Maddie (Kate Siegel, protagonista, co-sceneggiatrice e moglie di Mike Flanagan) ha due grossi problemi: il primo di cuore (è alle prese con un tira e molla con il suo quasi ex), l’altro legato al suo lavoro (si è isolata in una bella casa nel bosco, per cercare di completare il suo secondo romanzo, risente un po’ delle aspettative visto che il primo è andato forte, troppi finali possibili, nessuno convincente sul serio). Dopo la visita dell’amica Sarah (la rossa Samantha Sloyan), Maddie riceve un’altra visita, questa volta indesiderata, quella di un tizio mascherato poco raccomandabile e anche se scopriamo presto il volto dell’assalitore (quello di John Gallagher Jr visto di recente nel bunker di 10 Cloverfield Lane), quelle che non ci vengono spiegate sono le sue motivazioni, ma poco importa, da qui in poi il film diventa un “home invasion”, un uno contro uno di 70 minuti.

«Ciao, mi ha mandato Jason Blum per dare una scossa alla trama»

Ok ok, lo so già cosa state pensando: “Perché dovrei vedere un film del genere considerando che ne ho già visti 87 uguali sono nell’ultimo mese?”. Facile: perché Mike Flanagan è bravo e a mettere parecchia mostarda sulla storia ci pensa il fatto che Maddie… E’ sordomuta.

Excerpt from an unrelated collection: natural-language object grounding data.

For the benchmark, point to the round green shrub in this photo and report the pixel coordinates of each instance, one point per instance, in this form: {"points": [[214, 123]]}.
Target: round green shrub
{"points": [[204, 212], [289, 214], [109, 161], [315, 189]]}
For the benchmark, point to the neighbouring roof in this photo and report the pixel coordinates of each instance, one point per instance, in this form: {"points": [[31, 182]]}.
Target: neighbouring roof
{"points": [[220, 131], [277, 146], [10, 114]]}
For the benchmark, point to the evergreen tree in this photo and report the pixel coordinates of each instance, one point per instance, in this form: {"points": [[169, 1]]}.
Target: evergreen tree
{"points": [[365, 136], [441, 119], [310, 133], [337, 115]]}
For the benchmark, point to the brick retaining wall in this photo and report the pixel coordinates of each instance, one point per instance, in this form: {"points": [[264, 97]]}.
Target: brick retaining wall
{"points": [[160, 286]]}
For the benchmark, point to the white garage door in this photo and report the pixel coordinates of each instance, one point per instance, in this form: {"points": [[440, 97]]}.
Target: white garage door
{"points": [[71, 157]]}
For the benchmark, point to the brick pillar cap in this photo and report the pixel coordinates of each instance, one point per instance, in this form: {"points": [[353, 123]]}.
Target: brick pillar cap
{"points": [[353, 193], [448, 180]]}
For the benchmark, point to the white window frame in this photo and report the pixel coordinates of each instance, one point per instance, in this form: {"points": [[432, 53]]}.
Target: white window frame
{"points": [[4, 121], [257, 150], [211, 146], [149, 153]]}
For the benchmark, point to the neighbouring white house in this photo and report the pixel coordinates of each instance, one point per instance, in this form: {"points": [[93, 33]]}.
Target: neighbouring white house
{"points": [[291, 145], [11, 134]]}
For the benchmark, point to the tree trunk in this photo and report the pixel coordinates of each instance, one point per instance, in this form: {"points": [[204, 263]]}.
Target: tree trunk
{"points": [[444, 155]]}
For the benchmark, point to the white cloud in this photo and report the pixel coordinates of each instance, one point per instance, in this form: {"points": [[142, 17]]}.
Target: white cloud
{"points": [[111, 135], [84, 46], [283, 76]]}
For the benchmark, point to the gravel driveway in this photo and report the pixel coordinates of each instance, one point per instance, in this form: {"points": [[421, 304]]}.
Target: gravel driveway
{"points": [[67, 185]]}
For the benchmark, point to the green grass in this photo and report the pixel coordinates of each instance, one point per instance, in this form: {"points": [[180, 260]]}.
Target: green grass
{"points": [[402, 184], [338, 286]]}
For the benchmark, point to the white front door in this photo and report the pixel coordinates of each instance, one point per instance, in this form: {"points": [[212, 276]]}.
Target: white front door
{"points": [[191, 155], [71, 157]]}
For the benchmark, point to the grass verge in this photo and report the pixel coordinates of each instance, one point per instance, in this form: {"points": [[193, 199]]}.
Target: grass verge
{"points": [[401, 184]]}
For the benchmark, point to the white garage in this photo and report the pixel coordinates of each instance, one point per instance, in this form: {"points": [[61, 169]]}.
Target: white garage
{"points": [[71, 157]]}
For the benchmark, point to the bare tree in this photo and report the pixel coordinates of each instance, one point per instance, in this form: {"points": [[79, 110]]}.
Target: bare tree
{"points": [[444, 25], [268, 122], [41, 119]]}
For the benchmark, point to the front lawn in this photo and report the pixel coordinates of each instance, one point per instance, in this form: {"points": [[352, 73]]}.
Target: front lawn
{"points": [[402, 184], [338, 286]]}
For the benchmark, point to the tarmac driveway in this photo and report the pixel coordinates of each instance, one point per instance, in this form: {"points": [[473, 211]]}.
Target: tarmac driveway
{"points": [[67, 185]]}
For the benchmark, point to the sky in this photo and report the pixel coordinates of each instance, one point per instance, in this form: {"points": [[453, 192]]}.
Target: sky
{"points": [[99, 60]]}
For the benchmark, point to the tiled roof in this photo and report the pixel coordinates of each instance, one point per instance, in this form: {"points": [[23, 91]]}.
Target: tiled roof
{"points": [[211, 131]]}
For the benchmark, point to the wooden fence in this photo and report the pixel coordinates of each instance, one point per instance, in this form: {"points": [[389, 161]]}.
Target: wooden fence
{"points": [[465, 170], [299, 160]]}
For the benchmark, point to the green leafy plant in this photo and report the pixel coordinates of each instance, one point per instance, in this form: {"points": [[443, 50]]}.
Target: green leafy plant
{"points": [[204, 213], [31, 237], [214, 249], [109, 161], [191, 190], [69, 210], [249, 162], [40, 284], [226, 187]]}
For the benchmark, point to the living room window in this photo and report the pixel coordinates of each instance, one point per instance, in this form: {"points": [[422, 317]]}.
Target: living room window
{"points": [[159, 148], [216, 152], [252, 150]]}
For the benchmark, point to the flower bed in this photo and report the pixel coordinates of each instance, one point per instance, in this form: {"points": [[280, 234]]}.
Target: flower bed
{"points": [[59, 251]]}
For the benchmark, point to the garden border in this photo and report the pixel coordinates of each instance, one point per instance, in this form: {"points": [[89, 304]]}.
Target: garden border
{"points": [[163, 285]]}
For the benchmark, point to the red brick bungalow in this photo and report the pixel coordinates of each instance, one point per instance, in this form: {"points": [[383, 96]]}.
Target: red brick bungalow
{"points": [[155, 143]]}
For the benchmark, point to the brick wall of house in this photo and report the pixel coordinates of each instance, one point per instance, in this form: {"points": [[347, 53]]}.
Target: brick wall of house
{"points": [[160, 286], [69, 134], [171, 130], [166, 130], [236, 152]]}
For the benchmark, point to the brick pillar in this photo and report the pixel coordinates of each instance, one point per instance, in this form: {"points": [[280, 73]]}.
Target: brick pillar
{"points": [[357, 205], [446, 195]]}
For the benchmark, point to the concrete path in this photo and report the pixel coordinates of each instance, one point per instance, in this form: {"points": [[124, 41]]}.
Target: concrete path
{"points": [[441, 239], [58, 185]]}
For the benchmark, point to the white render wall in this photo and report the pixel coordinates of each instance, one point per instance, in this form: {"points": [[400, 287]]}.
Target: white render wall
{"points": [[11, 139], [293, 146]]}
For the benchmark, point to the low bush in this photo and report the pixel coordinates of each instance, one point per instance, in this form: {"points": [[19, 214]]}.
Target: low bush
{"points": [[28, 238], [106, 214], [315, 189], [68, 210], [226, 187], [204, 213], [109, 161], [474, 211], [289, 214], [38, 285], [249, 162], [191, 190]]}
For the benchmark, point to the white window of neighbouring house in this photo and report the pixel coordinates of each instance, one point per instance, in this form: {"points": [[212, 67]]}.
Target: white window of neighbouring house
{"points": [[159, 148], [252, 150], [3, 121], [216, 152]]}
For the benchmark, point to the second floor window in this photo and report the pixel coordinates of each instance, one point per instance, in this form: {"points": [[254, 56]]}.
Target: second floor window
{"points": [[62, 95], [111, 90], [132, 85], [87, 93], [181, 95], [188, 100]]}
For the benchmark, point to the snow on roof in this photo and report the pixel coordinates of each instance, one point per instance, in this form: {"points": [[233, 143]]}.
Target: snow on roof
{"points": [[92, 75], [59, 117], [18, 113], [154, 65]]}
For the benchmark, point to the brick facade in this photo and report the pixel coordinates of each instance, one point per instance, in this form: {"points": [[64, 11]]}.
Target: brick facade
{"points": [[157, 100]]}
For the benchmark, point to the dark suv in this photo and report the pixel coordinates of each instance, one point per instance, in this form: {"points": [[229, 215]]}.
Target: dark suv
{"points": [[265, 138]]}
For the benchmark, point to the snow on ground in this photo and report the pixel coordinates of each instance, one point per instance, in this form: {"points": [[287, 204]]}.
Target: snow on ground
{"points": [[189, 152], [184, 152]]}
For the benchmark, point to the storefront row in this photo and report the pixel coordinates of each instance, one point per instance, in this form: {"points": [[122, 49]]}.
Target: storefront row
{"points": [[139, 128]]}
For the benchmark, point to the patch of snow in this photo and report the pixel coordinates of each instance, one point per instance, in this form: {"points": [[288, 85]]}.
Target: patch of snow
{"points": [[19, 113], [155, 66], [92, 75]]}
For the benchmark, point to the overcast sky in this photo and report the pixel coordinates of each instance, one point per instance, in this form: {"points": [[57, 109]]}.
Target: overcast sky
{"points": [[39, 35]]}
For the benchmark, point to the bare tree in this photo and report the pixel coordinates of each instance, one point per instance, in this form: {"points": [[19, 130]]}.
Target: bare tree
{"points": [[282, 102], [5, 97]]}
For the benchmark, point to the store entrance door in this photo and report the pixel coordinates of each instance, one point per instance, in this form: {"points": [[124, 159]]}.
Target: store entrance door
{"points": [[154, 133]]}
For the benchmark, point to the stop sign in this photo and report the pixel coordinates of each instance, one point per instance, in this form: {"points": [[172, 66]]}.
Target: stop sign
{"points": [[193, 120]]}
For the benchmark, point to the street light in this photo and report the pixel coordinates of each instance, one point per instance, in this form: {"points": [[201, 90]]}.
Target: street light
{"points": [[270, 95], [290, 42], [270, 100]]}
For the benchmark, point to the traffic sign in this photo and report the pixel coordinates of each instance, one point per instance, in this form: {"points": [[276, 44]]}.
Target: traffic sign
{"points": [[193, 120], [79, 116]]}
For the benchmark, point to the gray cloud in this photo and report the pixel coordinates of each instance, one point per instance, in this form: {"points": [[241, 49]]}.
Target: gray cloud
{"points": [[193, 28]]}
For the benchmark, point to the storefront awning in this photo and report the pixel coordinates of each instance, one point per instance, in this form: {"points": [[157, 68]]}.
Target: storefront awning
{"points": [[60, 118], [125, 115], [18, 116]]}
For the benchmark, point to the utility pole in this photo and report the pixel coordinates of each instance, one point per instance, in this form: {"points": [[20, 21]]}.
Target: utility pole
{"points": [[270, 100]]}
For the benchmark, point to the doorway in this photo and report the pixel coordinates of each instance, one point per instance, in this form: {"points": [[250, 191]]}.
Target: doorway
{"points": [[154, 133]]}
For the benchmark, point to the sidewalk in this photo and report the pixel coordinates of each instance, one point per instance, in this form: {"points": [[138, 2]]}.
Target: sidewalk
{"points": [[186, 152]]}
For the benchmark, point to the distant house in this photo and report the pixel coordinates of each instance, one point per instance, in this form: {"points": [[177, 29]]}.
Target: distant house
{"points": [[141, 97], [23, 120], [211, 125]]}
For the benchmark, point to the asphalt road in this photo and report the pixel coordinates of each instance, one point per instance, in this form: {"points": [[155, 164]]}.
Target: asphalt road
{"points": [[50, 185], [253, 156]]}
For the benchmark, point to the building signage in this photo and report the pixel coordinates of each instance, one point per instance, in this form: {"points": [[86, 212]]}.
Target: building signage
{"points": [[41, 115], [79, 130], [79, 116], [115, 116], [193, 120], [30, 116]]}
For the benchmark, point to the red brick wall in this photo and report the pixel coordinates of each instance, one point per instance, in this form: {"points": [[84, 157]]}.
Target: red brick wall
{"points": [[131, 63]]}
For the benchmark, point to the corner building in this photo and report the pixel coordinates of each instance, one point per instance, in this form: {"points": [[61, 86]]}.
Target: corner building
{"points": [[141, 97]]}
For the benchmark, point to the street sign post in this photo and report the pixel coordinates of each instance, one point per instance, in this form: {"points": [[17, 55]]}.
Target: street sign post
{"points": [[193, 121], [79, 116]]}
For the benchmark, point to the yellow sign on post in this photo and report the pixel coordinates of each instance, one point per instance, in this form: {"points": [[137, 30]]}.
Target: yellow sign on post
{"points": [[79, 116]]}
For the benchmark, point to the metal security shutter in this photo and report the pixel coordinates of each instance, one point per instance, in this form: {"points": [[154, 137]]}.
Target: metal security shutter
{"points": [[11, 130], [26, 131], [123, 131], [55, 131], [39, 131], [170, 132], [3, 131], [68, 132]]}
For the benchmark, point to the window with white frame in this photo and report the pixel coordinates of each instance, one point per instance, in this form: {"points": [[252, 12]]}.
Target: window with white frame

I dialoghi del film coprono circa 15 minuti di film, e sono quasi tutti all’inizio della pelliccola, alternati al linguaggio dei segni, dopodiché il film procede con il “Mute” inserito fino alla fine e se una vittima che non può né urlare nè sentire il suo aggressore sembra una preda facile, in realtà Maddie si rivela un osso duro.

Se riuscite a superare il soggetto iniziale già visto che non inventa davvero niente e un paio di momenti credibili, ma già pronti per essere parodiati nel prossimo “Scary Movie” (tipo l’assassino che si accerta che sì, Maddie è davvero sordomuta), quello che resta è un film che comunque si lascia guardare, la classica pellicola dove si fa il tifo per la protagonista, il che non credo sia mai un male.

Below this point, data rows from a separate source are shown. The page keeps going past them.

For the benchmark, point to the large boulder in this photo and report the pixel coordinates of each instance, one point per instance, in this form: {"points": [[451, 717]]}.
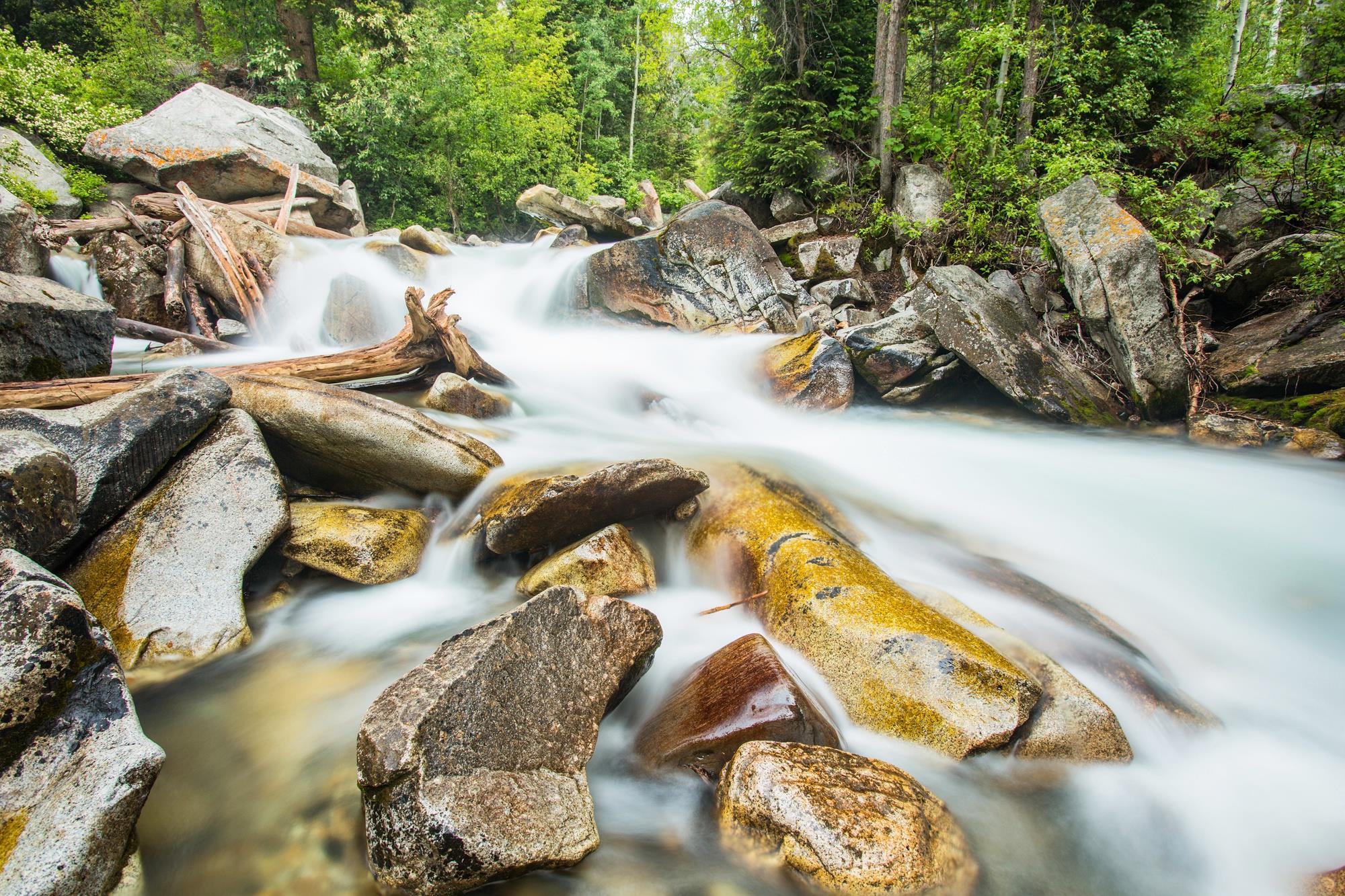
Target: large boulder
{"points": [[50, 331], [739, 693], [708, 267], [41, 173], [166, 579], [224, 149], [607, 563], [921, 196], [527, 514], [553, 206], [810, 372], [1296, 350], [1110, 264], [368, 545], [457, 797], [895, 663], [983, 325], [841, 822], [77, 766], [21, 252], [118, 446], [353, 443], [38, 498]]}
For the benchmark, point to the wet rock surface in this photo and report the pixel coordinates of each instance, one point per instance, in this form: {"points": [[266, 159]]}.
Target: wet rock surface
{"points": [[76, 764], [525, 514], [166, 579], [119, 444], [844, 823], [739, 693], [895, 663], [52, 331], [506, 791], [357, 444], [607, 563], [367, 545]]}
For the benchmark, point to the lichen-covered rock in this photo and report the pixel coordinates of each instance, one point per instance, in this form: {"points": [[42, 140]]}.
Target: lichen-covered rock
{"points": [[50, 331], [895, 663], [38, 499], [844, 823], [527, 514], [708, 267], [978, 322], [77, 766], [1110, 264], [119, 444], [457, 396], [457, 797], [354, 443], [810, 372], [607, 563], [166, 579], [368, 545], [739, 693]]}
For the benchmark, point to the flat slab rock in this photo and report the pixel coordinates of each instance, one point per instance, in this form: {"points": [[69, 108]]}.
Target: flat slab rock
{"points": [[76, 764], [473, 764], [527, 514], [844, 823]]}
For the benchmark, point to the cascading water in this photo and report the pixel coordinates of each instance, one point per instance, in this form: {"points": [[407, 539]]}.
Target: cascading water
{"points": [[1225, 568]]}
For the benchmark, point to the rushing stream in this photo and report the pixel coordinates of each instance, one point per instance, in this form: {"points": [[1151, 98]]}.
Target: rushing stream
{"points": [[1225, 568]]}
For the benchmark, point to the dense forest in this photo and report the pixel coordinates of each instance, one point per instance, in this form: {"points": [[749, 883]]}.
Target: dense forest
{"points": [[443, 111]]}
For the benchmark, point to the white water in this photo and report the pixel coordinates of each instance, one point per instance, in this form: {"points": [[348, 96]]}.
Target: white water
{"points": [[1226, 568]]}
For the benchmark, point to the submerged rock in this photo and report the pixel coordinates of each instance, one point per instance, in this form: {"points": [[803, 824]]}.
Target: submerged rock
{"points": [[844, 823], [77, 766], [1110, 264], [38, 494], [354, 443], [708, 267], [457, 396], [457, 797], [119, 444], [739, 693], [367, 545], [980, 323], [166, 579], [50, 331], [810, 372], [527, 514], [895, 663], [607, 563]]}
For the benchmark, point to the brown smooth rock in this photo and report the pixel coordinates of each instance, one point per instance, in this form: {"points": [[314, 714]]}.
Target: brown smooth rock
{"points": [[525, 514], [607, 563], [843, 822], [739, 693]]}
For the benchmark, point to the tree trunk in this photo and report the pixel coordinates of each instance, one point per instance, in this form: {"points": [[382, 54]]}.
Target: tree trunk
{"points": [[298, 29]]}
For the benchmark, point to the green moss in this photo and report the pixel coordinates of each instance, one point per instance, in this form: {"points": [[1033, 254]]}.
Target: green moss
{"points": [[1324, 411]]}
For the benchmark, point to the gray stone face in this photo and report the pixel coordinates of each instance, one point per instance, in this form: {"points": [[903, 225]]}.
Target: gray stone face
{"points": [[921, 194], [708, 267], [44, 174], [21, 252], [1110, 264], [457, 797], [38, 495], [50, 331], [118, 446], [976, 321], [76, 764], [166, 579]]}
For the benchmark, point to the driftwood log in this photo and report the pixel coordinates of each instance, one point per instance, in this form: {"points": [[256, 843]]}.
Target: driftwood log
{"points": [[431, 334]]}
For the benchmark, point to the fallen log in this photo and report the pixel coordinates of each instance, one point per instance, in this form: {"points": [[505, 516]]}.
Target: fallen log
{"points": [[128, 327], [422, 341]]}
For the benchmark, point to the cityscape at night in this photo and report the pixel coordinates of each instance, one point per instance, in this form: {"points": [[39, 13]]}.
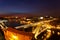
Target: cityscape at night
{"points": [[29, 20]]}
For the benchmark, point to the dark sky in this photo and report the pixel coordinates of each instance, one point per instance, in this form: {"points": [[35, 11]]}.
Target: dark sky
{"points": [[43, 7]]}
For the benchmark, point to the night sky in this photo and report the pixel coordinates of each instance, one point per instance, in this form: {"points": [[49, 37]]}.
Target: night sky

«Che stai facendo, fratello?», «Niente… Ammazzo… Il tempo… Bellaaaaaaaa!» (Cit.)
Mike Flanagan ottiene il risultato grazie ad un film che scorre bene, veloce anche nel girarlo (solo 18 giorni). Ora, ci sono storie che funzionano alla grande anche non curandosi troppo di certi passaggi logici ed altre che, invece, inciampano in buchi di sceneggiatura che spesso sembrano delle voragini. Una cosa che apprezzo del buon Michele è la sua ossessione per la coerenza interna dei suoi film, era chiaro anche in “Oculus”, ma qui ancora di più, mancando l’elemento soprannaturale, i personaggi di “Hush” procedono nella storia grazie ad un organizzato causa/effetto, Flanagan non lascia nessun dettaglio al caso, ad esempio sembra che stia solo piazzando nel suo film un primo piano del “Lato B” di Samantha Sloyan, in realtà ci mostra il momento in cui la rossa infila il cellulare nella tasca posteriore dei pantaloni, perché più avanti nella storia tornerà utile.

«Ed io che pensavo che mi stessi solamente guardando il culo»

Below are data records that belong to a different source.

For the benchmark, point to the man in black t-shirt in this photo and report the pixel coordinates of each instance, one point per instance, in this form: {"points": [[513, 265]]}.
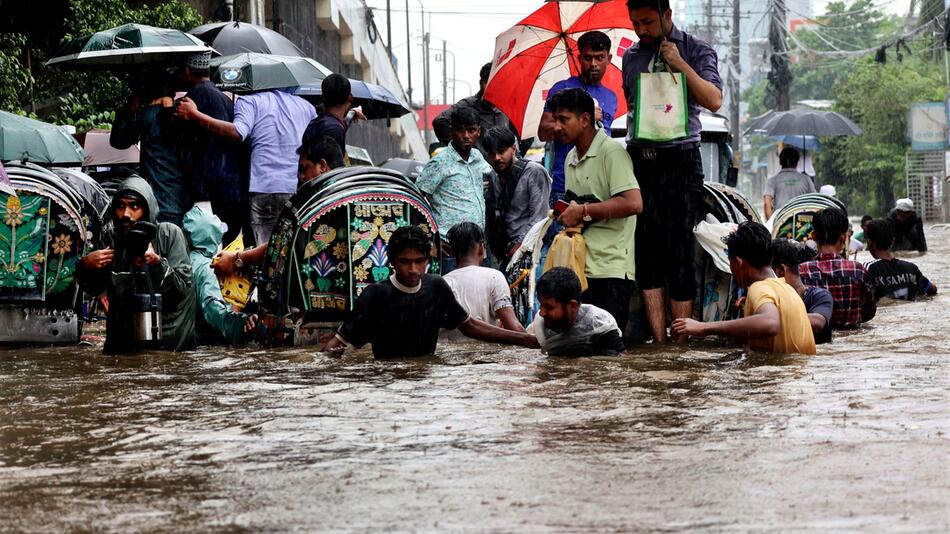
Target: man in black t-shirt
{"points": [[212, 163], [891, 277], [402, 316]]}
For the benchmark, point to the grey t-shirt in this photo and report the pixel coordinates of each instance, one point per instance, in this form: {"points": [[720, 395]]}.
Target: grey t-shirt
{"points": [[528, 201], [786, 185]]}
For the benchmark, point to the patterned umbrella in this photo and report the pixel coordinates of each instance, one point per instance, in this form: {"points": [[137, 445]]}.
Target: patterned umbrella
{"points": [[541, 50], [128, 45], [235, 37], [377, 101], [23, 138]]}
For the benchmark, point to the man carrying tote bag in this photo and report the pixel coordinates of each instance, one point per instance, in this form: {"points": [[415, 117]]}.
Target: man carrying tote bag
{"points": [[668, 77]]}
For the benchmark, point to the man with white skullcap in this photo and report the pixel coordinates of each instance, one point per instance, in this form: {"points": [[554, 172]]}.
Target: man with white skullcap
{"points": [[211, 162]]}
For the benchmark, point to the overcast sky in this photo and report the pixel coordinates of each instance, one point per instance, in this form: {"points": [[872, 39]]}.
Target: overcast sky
{"points": [[469, 28]]}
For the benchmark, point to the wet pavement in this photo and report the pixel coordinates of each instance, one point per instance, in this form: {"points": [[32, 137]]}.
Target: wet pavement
{"points": [[481, 438]]}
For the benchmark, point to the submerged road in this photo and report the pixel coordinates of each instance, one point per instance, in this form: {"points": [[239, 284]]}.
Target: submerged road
{"points": [[477, 438]]}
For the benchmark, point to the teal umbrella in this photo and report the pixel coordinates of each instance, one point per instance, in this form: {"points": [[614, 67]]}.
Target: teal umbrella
{"points": [[129, 45], [23, 138], [250, 71]]}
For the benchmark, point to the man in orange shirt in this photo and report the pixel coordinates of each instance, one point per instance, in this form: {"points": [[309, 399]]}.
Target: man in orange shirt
{"points": [[774, 319]]}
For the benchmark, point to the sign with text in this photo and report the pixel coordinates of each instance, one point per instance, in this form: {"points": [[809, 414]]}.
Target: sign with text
{"points": [[927, 126]]}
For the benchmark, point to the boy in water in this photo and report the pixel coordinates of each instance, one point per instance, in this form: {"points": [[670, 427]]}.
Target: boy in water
{"points": [[565, 327], [774, 319], [892, 277], [401, 316]]}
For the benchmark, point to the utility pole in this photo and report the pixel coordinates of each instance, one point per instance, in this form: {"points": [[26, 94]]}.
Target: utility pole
{"points": [[408, 58], [779, 75], [389, 32], [735, 70], [425, 82], [445, 72]]}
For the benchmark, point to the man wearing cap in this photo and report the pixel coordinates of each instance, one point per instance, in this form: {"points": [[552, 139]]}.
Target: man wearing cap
{"points": [[908, 227], [120, 269], [786, 184], [273, 122], [211, 162], [488, 115]]}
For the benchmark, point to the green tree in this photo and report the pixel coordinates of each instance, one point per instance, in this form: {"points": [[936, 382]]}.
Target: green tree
{"points": [[86, 99], [869, 168]]}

“Hush” è tutto così, ditemi cosa volete, ma quando qualcuno scrive a livello ossessivo/compulsivo in questo modo non posso che dirgli bravo, aggiungete a questo il fatto che Mike sfrutta in maniera creativa il mestiere della sua protagonista ed il gioco è fatto.

Sì, perché Mike (e Kate) non si limitano a dirci che Maddie di mestiere fa la scrittrice e a mostrarci qualche libro di Stephen King sulle sue mensole (tra cui Mr. Mercedes, almeno tra quelli che sono riuscito a leggere al volo), il processo creativo dello scrivere una storia ad un certo punto di “Hush” diventa centrale, quasi un “Quinto senso e mezzo” (citando Dylan Dog) con cui la protagonista compensa l’assenza dell’udito. Un’idea semplice, ma efficace che ti fa dimenticare di stare guardando un film dal soggetto già visto.

⠉⡌⠯⠼⠬⠩⠪⠆⢖⠀⠟⠥⠁⠇⠉⠥⠝⠕⠀⠊⠝⠀⠉⠁⠎⠁⠢ (Visto che non parlano, proviamo con il braille)
Insomma, per capire se Mike Flanagan è il futuro nome nuovo del cinema Horror, dovremmo aspettare magari il prossimo film, ma con “Hush” se non altro il buon Michele si conferma uno da tenere d’occhio. Se per caso, al cinema ve lo siete persi, tranquilli, è disponibile anche su Netflix ed esattamente come “Oculus” (e gli home invasion in generale) questo film guadagna dei punticini coinvolgimento se visto a casina propria, in silenzio come la protagonista.